Okay, let me try to be a bit more systematic about the whole thing. The way I see it, the Data Stack can have four states, two of them legal, two of them errors:
- One or more entries: legal
(I think part of my problem so far was to consider "underflow" and "empty" to be a single case.)
A word can rightfully expect to start off with the Data Stack in a legal state, that is, either empty or with one or more entries. In fact, it doesn't need to check for
over- or underflow at all, because those are fatal errors and we crash to ABORT anyway. As stated above, we can move the check for these outright error conditions to the interpreting loop
after the word is completed, which saves space.
It's the legal (!)
empty status that can be the real problem. Some words like 1+ only work if there is a non-empty stack; SWAP needs at least two entries, ROT even three. We can either accept those errors silently (which is fastest) or check in the word itself (which takes longer). After some thought, I think Liara Forth should be sophisticated enough to catch them, so I'm modifying the "speed first" goal by an old journalism rule:
Be first, but first be right!
So how do we do that? Using X as the Data Stack Pointer (DSP) pretty much seems the way to go because of the addressing modes on the Direct Page. With the help of wrapping, we can use the MSB of a byte to signal
over- or underflow and have 128 bytes of space, which gives us a stack depth of 64 16-bit cells: Simply check the n flag of X after the word returns. We can even do this with a 16 bit X register with something like:
Code: Select all
txa
and.# 0080 ; (AND #$0080) mask all but over/underflow bit
bne stack_out_of_bounds
(Note that by playing with the operand of the AND instruction, we can even adjust the legal depth of the Data Stack). AND is three cycles, which is an acceptable price for being able to keep X and Y 16 bit wide.
How to we signal an
empty stack? The first instinct would be to use $0000 in X. However, we want something that triggers underflow for (say) DROP automatically, and INX INX just gives us $0002. So we should go with $007E as the "empty" value: INX INX produces $0080. For a word that requires one entry on the stack, we now include in its code the check
Code: Select all
cpx.# 007e ; (CPX #$007E)
beq stack_empty
which costs us five cycles if the branch is not taken ("... but first be right").

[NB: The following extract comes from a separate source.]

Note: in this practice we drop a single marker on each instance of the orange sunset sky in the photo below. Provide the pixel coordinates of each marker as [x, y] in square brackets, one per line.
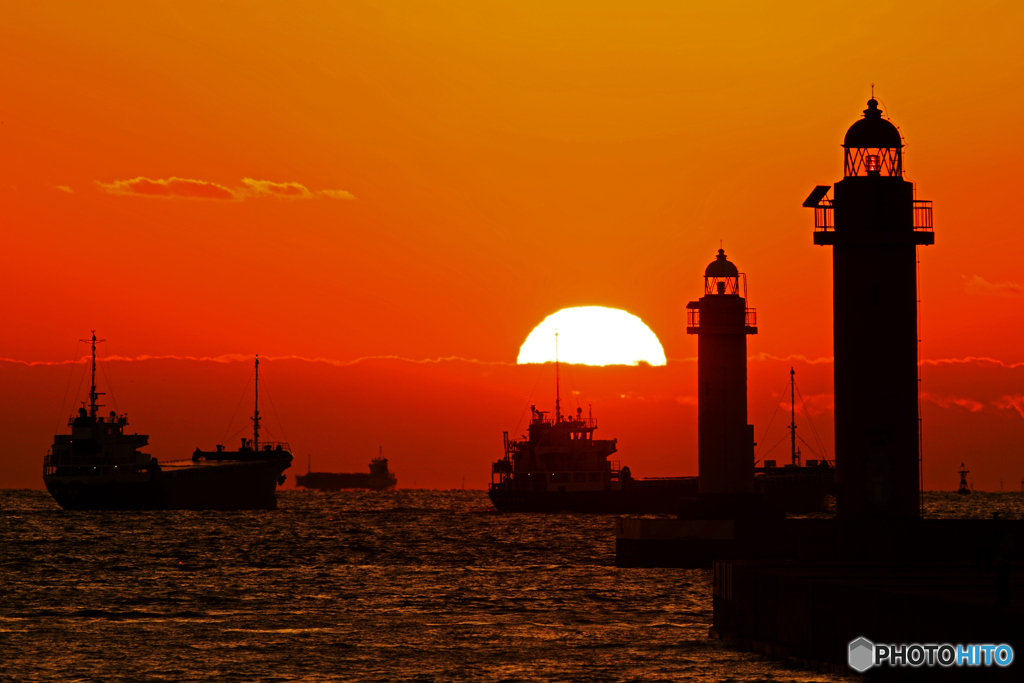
[384, 199]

With $007E in X signaling an empty stack, we shouldn't have to care if TOS is an register such as A or Y or part of the DS (I think). With Y as TOS, for 1+ we get
Code: Select all
cpx.# 007e
beq error_stack_empty
iny
rts
and with TOS on DP we get
Code: Select all
cpx.# 007e
beq error_stack_empty
inc.dx 00
rts
though we really don't want to do that because INC $00,X is brutal eight (!) cycles, while INY is only two. So TOS would probably be Y, not A, because we need A for the ANDing etc.
At least that's the idea at the moment. I'm going to have to do some walkthroughs with pencil and paper first before I trust this, though.